Velloza Ata de Julgamento

29/04/2022 em Velloza Ata de Julgamento

REsp nº 1895255 / RS – COMERCIO E TRANSPORTE DE COMBUSTIVEIS POLLOM LTDA x FAZENDA NACIONAL – Relator: Min. Mauro Campbell
Tema: Definir: a) se o benefício instituído no art. 17, da Lei 11.033/2004, somente se aplica às empresas que se encontram inseridas no regime específico de tributação denominado REPORTO; b) se o art. 17, da Lei 11.033/2004, permite o cálculo de créditos dentro da sistemática da incidência monofásica do PIS e da COFINS; e c) se a incidência monofásica do PIS e da COFINS se compatibiliza com a técnica do creditamento – Tema 1093
Em julgamento conjunto: REsp 1894741/RS
A 1ª Seção definiu nesta quarta-feira, 27, a tese referente ao Tema 1093 dos recursos repetitivos de forma desfavorável aos contribuintes, pacificando o entendimento no sentido de que o princípio da não cumulatividade não se aplica às situações em que não exista múltipla ou dupla tributação, como ocorre no caso da monofasia e substituição tributária. Vencida a ministra Regina Helena.

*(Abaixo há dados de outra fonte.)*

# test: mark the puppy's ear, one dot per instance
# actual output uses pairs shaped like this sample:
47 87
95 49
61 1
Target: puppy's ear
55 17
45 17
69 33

Restou definido que, quanto ao art. 17 da Lei 11.033/2004, muito embora seja norma posterior ao artigo 3º. §2º, II, das Leis 10.637/02 e 10.833/03, não autoriza a constituição de crédito do PIS/PASEP e COFINS sobre o custo de aquisição (art. 13 do DL 1598/77) de bens com tributação pelo sistema monofásico. Contudo, permite a manutenção de créditos por outro modo constituídos, ou seja, créditos cuja constituição não restou obstada pelas Leis 10.637/02 e 10.833/03. Isto porque, a vedação para a constituição de crédito sobre o custo e aquisição de bens sujeitos a tributação monofásica (creditamento), além de ser norma especifica contida em outros dispositivos legais, foi republicada posteriormente com advento dos art. 4º e 5º da Lei 11.787/2008 (critério cronológico) e foi referenciada pelo art. 24, §3º, também da Lei 11.787/2008 (critério sistemático).
Os ministros destacaram que o tema foi definitivamente pacificado com o julgamento do EARESP 1.109.354/SP e o ERESP 1.768.224 em que a 1ª Seção, em 2021, estabeleceu a negativa de constituição de créditos sobre o custo de aquisição de bens sujeitos a tributação monofásica (negativa de creditamento).